- Born: 27 September 1968 (age 57) Tilburg, The Netherlands
- Education: Eindhoven University of Technology
- Known for: Polymersomes, Artificial cells and organelles, Nanomedicine, Self-assembly
- Awards: 2020 Spinoza Prize
- Scientific career
- Fields: Organic Chemistry Polymer Chemistry Materials Science Nanotechnology
- Workplaces: Eindhoven University of Technology, 2016–present Radboud University Nijmegen, 2000-present DSM Research, 1997-2000
- Thesis: New molecular architectures based on dendrimers (1996)
- Doctoral advisor: Bert Meijer, Roeland Nolte
- Website: https://www.tue.nl/en/research/researchers/jan-van-hest/

= Jan van Hest =

Dutch chemist

Jan Cornelis Maria van Hest (born 28 September 1968) is a Dutch scientist of organic chemistry, best known for his research regarding polymersomes and nanoreactors. He currently holds the position of professor of bioorganic chemistry at Eindhoven University of Technology and is scientific director at the Institute of Complex Molecular Systems.
Among the awards he has received, he was one of the recipients of the 2020 Spinoza Prize.

== Biography ==
Van Hest received his MSc degree in Chemical Engineering with distinction from the Eindhoven University of Technology in 1991.
He subsequently obtained his PhD in macro-organic chemistry from the same university in 1996 under the supervision of Bert Meijer.
His doctoral thesis 'New molecular architectures based on dendrimers' was awarded the DSM Science and Technology award and the SNS Bank Prijs for best thesis in fundamental engineering sciences.
In 1996, van Hest received a NWO Talent stipend for a post-doc position on polypeptide engineering at University of Massachusetts Amherst where he collaborated with professor David Tirrell.
He returned to the Netherlands to work at DSM Research in 1997 as researcher and later as group leader.
Van Hest was appointed as full professor to set up a group in bioorganic chemistry at Radboud University Nijmegen in 2000.
His early career focused on developing self-assembling biohybrid block copolymers.
In 2010 he was awarded a VICI grant for research on artificial organelles, and in 2016 he obtained an ERC Advanced grant on artificial endosymbiosis. Van Hest moved to Eindhoven University of Technology in 2016, to chair the bioorganic chemistry group at the departments of Chemical Engineering and Biomedical Technology.
He was appointed scientific director of the Institute for Complex Molecular Systems (ICMS) at Eindhoven University of Technology in 2018.

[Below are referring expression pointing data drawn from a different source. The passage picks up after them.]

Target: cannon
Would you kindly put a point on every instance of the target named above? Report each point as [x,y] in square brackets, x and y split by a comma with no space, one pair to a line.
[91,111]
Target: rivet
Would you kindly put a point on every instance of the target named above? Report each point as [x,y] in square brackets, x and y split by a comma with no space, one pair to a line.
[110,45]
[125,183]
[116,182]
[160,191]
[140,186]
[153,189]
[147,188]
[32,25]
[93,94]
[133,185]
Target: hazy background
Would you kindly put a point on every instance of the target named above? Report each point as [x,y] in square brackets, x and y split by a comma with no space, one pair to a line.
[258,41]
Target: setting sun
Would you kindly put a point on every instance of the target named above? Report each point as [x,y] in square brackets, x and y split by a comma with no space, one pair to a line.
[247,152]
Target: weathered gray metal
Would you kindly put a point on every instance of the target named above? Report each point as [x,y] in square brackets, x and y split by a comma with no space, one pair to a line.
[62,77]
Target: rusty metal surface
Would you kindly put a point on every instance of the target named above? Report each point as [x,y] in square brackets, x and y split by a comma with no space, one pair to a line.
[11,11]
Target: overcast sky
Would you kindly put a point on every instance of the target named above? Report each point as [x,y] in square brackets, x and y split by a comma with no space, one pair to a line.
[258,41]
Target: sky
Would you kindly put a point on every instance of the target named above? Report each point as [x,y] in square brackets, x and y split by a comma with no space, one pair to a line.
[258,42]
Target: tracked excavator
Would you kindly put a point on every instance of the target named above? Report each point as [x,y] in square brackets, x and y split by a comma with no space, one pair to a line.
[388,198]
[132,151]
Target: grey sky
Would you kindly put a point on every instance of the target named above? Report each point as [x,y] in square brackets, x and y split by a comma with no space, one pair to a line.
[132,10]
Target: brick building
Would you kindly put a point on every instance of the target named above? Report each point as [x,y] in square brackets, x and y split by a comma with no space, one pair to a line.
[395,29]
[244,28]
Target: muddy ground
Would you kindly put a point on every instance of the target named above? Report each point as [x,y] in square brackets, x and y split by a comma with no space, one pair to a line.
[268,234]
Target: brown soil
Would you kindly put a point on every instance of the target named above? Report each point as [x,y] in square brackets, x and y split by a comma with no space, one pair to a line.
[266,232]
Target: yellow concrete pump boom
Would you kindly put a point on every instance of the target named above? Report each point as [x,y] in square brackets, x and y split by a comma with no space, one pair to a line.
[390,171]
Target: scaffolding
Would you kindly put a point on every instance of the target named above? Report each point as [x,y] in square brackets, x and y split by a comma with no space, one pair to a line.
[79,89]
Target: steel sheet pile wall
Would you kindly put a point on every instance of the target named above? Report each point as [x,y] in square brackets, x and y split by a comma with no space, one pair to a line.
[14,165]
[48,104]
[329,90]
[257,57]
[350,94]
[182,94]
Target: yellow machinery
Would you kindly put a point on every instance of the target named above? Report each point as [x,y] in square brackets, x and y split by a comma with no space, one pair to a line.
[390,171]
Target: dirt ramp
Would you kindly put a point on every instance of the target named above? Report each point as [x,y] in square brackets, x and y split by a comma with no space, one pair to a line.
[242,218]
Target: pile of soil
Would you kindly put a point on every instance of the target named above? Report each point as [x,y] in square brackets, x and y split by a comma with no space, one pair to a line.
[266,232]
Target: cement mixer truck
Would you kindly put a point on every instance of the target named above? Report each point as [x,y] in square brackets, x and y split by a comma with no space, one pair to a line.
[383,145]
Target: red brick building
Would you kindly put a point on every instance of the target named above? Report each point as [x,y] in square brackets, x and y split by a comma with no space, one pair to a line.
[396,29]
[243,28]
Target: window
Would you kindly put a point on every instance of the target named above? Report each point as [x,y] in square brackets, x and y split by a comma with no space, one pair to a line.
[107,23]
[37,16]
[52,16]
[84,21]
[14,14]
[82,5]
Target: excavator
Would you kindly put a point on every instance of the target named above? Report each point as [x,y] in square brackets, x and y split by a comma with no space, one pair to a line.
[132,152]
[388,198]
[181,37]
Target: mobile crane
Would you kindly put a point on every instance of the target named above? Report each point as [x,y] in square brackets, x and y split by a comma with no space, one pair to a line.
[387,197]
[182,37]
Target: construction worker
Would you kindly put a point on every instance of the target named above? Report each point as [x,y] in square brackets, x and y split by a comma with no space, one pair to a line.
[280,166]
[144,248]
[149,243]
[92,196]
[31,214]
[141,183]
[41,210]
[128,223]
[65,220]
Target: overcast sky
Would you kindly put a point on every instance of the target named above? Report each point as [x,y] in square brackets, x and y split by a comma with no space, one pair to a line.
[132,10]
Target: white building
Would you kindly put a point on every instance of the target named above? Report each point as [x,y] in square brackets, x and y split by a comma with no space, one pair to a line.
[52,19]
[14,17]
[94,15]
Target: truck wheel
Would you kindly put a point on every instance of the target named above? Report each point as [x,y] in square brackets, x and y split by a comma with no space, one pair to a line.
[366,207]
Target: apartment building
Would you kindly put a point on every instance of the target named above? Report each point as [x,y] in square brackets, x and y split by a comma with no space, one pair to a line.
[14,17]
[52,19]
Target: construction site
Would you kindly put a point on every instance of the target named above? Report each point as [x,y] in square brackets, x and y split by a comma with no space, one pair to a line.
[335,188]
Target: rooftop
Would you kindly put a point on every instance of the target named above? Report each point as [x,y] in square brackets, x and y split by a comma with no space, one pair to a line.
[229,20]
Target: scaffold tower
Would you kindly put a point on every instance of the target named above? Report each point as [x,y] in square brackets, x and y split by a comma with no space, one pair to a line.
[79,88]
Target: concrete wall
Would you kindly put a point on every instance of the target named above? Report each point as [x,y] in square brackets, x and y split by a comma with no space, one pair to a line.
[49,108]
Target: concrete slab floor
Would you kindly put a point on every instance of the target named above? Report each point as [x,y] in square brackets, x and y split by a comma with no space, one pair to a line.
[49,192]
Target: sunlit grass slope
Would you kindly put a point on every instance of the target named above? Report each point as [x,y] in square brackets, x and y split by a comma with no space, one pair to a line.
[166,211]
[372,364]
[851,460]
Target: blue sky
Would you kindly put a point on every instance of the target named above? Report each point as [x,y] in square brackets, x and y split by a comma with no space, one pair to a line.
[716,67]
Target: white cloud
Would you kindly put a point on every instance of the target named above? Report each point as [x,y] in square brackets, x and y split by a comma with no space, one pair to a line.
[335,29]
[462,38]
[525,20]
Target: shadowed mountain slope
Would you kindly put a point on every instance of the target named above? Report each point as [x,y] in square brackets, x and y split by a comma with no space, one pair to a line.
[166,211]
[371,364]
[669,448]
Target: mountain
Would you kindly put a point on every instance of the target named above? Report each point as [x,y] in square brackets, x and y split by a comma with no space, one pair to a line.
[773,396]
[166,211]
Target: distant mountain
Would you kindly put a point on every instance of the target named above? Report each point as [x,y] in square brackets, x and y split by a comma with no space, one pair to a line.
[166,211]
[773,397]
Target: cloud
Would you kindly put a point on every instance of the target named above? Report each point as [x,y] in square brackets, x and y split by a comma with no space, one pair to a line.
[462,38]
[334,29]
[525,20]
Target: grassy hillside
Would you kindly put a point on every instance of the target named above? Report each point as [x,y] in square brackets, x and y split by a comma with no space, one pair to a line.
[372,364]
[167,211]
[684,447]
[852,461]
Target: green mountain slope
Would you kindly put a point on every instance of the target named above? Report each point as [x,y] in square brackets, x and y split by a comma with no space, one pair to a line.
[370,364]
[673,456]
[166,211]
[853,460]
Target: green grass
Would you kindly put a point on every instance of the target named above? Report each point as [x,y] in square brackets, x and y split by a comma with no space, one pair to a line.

To date, van Hest has published over 250 peer-reviewed scientific articles, cited more than 15,000 times and has an h-index of 57.

== Honors and awards ==
Van Hest was elected member of the Royal Netherlands Academy of Arts and Sciences in 2019. He was member of The Young Academy of the Royal Netherlands Academy of Arts and Sciences from 2005 to 2011.
Additionally, van Hest is an elected Fellow of the Royal Society of Chemistry (FRSC), a visiting fellow of the Chinese Academy of Sciences, a member of the American Chemical Society, the American Association for the Advancement of Science and the Royal Netherlands Chemical Society.

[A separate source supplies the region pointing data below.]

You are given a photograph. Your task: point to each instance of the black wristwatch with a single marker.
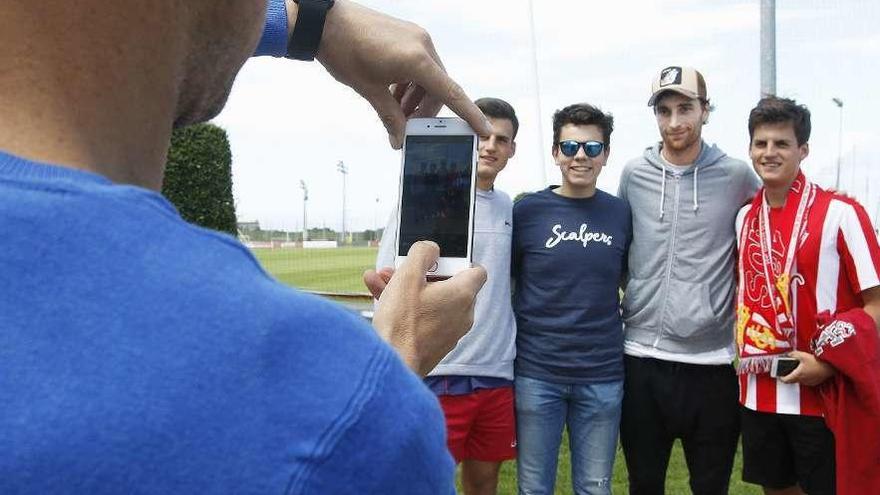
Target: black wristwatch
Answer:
(306, 36)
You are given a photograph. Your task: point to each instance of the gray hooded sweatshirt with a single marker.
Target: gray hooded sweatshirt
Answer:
(680, 289)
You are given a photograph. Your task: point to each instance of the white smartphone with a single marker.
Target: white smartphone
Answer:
(437, 187)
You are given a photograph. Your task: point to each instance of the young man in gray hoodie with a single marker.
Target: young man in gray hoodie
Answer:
(678, 301)
(474, 382)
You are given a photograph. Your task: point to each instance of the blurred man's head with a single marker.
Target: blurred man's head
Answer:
(223, 35)
(779, 134)
(681, 106)
(496, 149)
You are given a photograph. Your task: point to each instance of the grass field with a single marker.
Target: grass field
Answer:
(323, 270)
(676, 478)
(340, 270)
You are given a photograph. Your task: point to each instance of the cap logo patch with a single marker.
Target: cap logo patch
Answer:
(670, 75)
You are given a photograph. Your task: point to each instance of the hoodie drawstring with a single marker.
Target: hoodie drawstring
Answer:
(662, 186)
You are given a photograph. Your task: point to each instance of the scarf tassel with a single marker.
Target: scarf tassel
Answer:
(754, 365)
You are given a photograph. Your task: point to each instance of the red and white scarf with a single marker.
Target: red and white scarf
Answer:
(765, 324)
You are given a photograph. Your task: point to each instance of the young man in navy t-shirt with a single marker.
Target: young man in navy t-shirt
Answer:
(569, 254)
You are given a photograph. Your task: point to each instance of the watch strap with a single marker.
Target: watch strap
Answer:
(306, 36)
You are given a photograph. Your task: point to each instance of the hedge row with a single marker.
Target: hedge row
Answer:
(198, 177)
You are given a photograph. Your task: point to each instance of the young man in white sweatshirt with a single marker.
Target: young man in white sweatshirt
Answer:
(474, 382)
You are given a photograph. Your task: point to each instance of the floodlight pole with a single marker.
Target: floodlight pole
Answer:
(302, 185)
(768, 48)
(538, 110)
(342, 169)
(839, 103)
(376, 221)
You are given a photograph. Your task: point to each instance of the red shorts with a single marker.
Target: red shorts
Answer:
(481, 425)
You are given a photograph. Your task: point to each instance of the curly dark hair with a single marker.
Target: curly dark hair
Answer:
(583, 114)
(776, 110)
(498, 109)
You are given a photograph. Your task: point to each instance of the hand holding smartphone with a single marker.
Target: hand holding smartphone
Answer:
(783, 366)
(437, 188)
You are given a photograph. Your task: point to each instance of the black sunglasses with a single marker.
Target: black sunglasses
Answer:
(591, 148)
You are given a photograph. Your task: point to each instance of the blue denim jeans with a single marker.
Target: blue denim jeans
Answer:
(592, 414)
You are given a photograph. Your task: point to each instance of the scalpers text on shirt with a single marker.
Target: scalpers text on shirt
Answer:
(583, 236)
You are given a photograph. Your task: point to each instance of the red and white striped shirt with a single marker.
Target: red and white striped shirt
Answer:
(839, 259)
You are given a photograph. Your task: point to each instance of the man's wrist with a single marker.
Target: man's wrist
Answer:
(292, 11)
(307, 28)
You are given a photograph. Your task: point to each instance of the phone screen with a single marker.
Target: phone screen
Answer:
(436, 196)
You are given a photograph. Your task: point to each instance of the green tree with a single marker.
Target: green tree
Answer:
(198, 177)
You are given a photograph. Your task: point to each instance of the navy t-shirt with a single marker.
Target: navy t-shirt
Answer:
(569, 255)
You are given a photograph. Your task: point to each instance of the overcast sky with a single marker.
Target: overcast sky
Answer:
(290, 121)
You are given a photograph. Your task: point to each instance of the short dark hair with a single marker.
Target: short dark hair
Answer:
(583, 114)
(498, 109)
(776, 110)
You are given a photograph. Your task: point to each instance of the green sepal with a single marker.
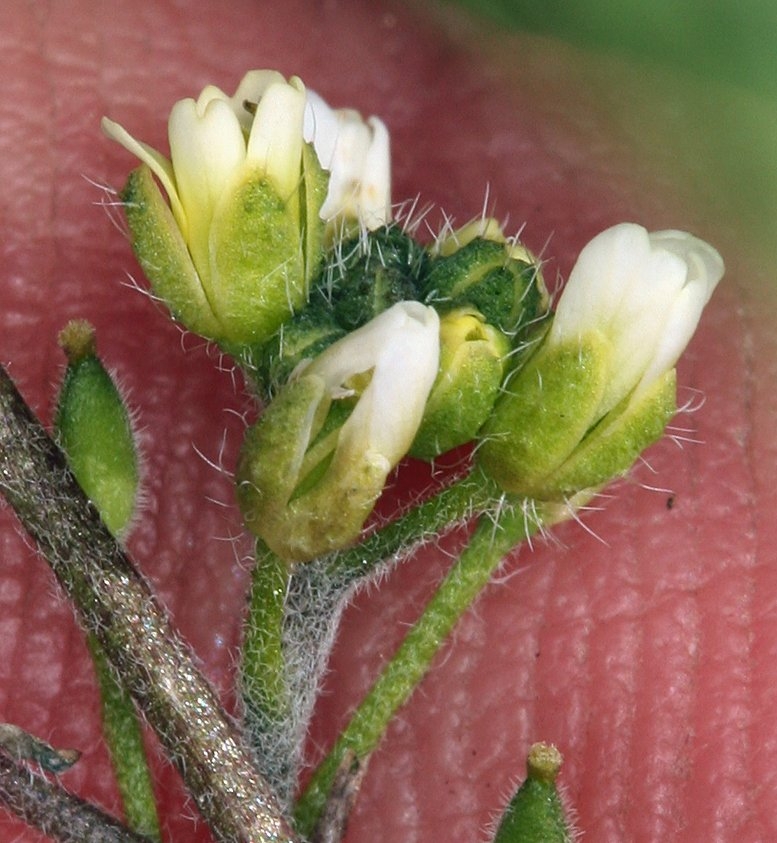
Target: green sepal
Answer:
(94, 429)
(615, 443)
(544, 412)
(482, 275)
(369, 274)
(302, 338)
(163, 254)
(257, 262)
(535, 813)
(315, 184)
(472, 357)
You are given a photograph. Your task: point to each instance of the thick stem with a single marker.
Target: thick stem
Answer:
(54, 811)
(117, 605)
(495, 535)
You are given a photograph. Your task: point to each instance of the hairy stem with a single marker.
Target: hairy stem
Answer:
(54, 811)
(124, 738)
(495, 535)
(118, 607)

Listed are some of the prizes awarded to van Hest:
- 2020 – Spinoza Prize
- 2016 – ERC Advanced Grant
- 2013 – Radboud Education Award
- 2012 – Gravitation program (co-recipient)
- 2010 – VICI Award
- 2007 – TOP Grant
- 1996 – NWO Talent Stipend
- 1996 – SNS Bank Prijs
- 1996 – DSM Science and Technology Award

== Professional activities ==
Van Hest served as vice-dean at the Faculty of Science in Nijmegen from 2006 to 2010.
He is chairman at the Dutch national postgraduate research school Polymer Technology Netherlands.
Van Hest serves as associate editor of Bioconjugate Chemistry.
He is furthermore an advisory board member of Macromolecular Bioscience,
Journal of Materials Chemistry,
and Chemical Science.

Van Hest is a co-founder of the companies, Noviotech, Encapson and Future Chemistry and serves on the scientific board at GATT Tech, Euronol Chemical Technology Center.